O assistente pretende afastar a convicção alcançada pelo Tribunal recorrido, com base na análise crítica da prova produzida, espelhada na decisão recorrida, fazendo prevalecer a sua perspectiva sobre o tema da acusação com vista a, com base na sua reconfiguração da matéria de facto, conseguir a condenação penal dos arguidos.
Condenação que tem como suporte afirmações produzidas, por escrito, no âmbito de um processo judicial, de natureza civil - que correu termos no 1º Juízo do Tribunal Judicial de Porto de Mós sob o nº --/05.0TBPMS - na qual figurou como réu o ora arguido e autores os herdeiros de J P entre eles o ara assistente. Processo no qual a arguida interveio na qualidade de mandatária judicial do arguido, subscrevendo a contestação ali apresentada.
O aludido processo cível – em cuja contestação foram escritas as expressões que na perspectiva do recorrente integram o crime de ofensa à memória de pessoa falecida - teve por objecto a discussão a extinção (dissolução) de uma sociedade comercial de que eram sócios, entre outros, o ora arguido e o aludido JP.

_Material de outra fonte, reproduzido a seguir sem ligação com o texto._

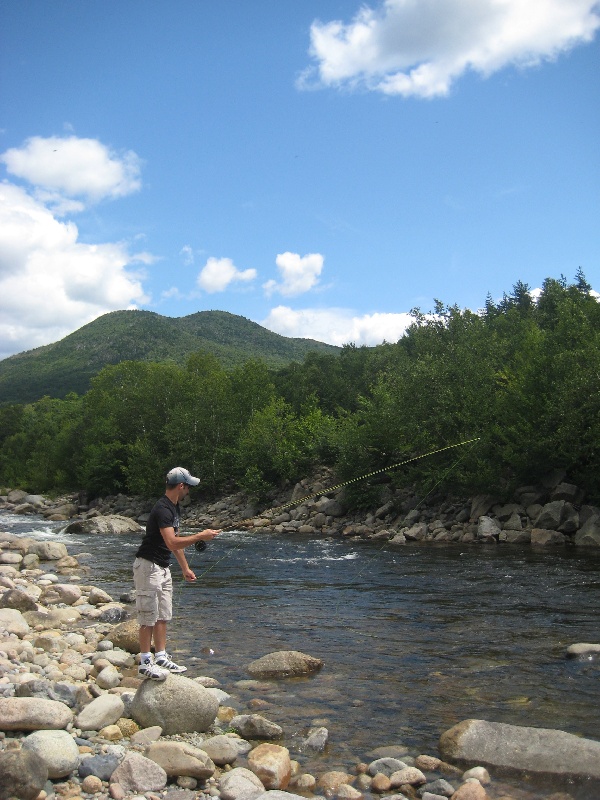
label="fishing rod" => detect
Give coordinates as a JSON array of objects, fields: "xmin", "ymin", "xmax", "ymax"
[{"xmin": 194, "ymin": 436, "xmax": 481, "ymax": 552}]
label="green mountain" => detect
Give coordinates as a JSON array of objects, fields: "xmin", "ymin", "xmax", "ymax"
[{"xmin": 0, "ymin": 311, "xmax": 340, "ymax": 403}]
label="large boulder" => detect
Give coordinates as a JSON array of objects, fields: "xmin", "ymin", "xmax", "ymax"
[
  {"xmin": 440, "ymin": 719, "xmax": 600, "ymax": 781},
  {"xmin": 574, "ymin": 515, "xmax": 600, "ymax": 547},
  {"xmin": 23, "ymin": 730, "xmax": 79, "ymax": 779},
  {"xmin": 130, "ymin": 675, "xmax": 219, "ymax": 736},
  {"xmin": 63, "ymin": 514, "xmax": 144, "ymax": 534},
  {"xmin": 29, "ymin": 541, "xmax": 69, "ymax": 561},
  {"xmin": 0, "ymin": 749, "xmax": 48, "ymax": 800},
  {"xmin": 247, "ymin": 650, "xmax": 323, "ymax": 678}
]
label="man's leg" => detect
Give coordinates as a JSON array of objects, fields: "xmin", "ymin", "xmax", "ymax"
[
  {"xmin": 154, "ymin": 619, "xmax": 167, "ymax": 653},
  {"xmin": 139, "ymin": 625, "xmax": 155, "ymax": 653},
  {"xmin": 133, "ymin": 558, "xmax": 167, "ymax": 681}
]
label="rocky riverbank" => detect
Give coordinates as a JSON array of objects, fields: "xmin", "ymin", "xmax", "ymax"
[
  {"xmin": 0, "ymin": 533, "xmax": 600, "ymax": 800},
  {"xmin": 0, "ymin": 470, "xmax": 600, "ymax": 547}
]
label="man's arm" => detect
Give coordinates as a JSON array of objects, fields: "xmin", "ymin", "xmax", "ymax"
[
  {"xmin": 160, "ymin": 527, "xmax": 220, "ymax": 561},
  {"xmin": 173, "ymin": 550, "xmax": 196, "ymax": 581}
]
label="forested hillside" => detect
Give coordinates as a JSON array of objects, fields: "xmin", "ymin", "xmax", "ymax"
[
  {"xmin": 0, "ymin": 272, "xmax": 600, "ymax": 505},
  {"xmin": 0, "ymin": 311, "xmax": 339, "ymax": 403}
]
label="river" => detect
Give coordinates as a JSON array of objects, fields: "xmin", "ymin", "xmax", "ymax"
[{"xmin": 0, "ymin": 513, "xmax": 600, "ymax": 797}]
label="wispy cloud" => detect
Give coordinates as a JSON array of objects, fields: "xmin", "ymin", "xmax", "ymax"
[
  {"xmin": 298, "ymin": 0, "xmax": 600, "ymax": 97},
  {"xmin": 0, "ymin": 136, "xmax": 141, "ymax": 215},
  {"xmin": 260, "ymin": 306, "xmax": 414, "ymax": 347},
  {"xmin": 197, "ymin": 257, "xmax": 257, "ymax": 294},
  {"xmin": 0, "ymin": 181, "xmax": 149, "ymax": 358},
  {"xmin": 263, "ymin": 252, "xmax": 325, "ymax": 297}
]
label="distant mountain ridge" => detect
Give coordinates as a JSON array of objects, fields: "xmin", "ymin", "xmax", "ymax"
[{"xmin": 0, "ymin": 311, "xmax": 340, "ymax": 403}]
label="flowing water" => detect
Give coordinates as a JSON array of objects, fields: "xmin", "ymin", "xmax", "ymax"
[{"xmin": 0, "ymin": 514, "xmax": 600, "ymax": 797}]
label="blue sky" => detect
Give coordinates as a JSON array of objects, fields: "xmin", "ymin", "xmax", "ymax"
[{"xmin": 0, "ymin": 0, "xmax": 600, "ymax": 357}]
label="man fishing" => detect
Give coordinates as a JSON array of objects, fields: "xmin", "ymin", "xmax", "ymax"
[{"xmin": 133, "ymin": 467, "xmax": 219, "ymax": 681}]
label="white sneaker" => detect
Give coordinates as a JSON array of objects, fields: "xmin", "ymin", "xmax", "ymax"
[
  {"xmin": 138, "ymin": 661, "xmax": 169, "ymax": 681},
  {"xmin": 154, "ymin": 653, "xmax": 187, "ymax": 675}
]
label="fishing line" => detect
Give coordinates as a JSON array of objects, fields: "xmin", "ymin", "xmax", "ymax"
[
  {"xmin": 171, "ymin": 436, "xmax": 480, "ymax": 651},
  {"xmin": 189, "ymin": 436, "xmax": 480, "ymax": 578}
]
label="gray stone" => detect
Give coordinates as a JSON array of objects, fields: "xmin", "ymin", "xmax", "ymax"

Ora, ao contrário do que a tal respeito é alegado na motivação de recurso, encontra-se junta a fls. 57 e ss. dos autos, certidão da peça processual onde as expressões em causa foram escritas.
Aliás não se suscitam dúvidas sobre o seu teor por constarem de processo em que intervieram como partes quer o arguido quer o recorrente, como tal perfeitamente conhecedores das peças processuais em questão sobre cujo teor ninguém suscitou a menor dúvida.
Por outro lado, do ponto de vista material, contextualizando a posição de cada uma das partes, e escopo prosseguido, na aludida acção cível, verifica-se que:
- de um lado, os herdeiros do sócio falecido (encabeçando e dando continuidade à posição jurídica deste), entre eles o ora assistente, requereram e pretendiam ver dissolvida, e como tal encerrada, a sociedade;
- do outro lado, o réu na acção cível e arguido nos presentes autos, opunha-se à dissolução, pretendendo que a mesma continuasse a exercer actividade.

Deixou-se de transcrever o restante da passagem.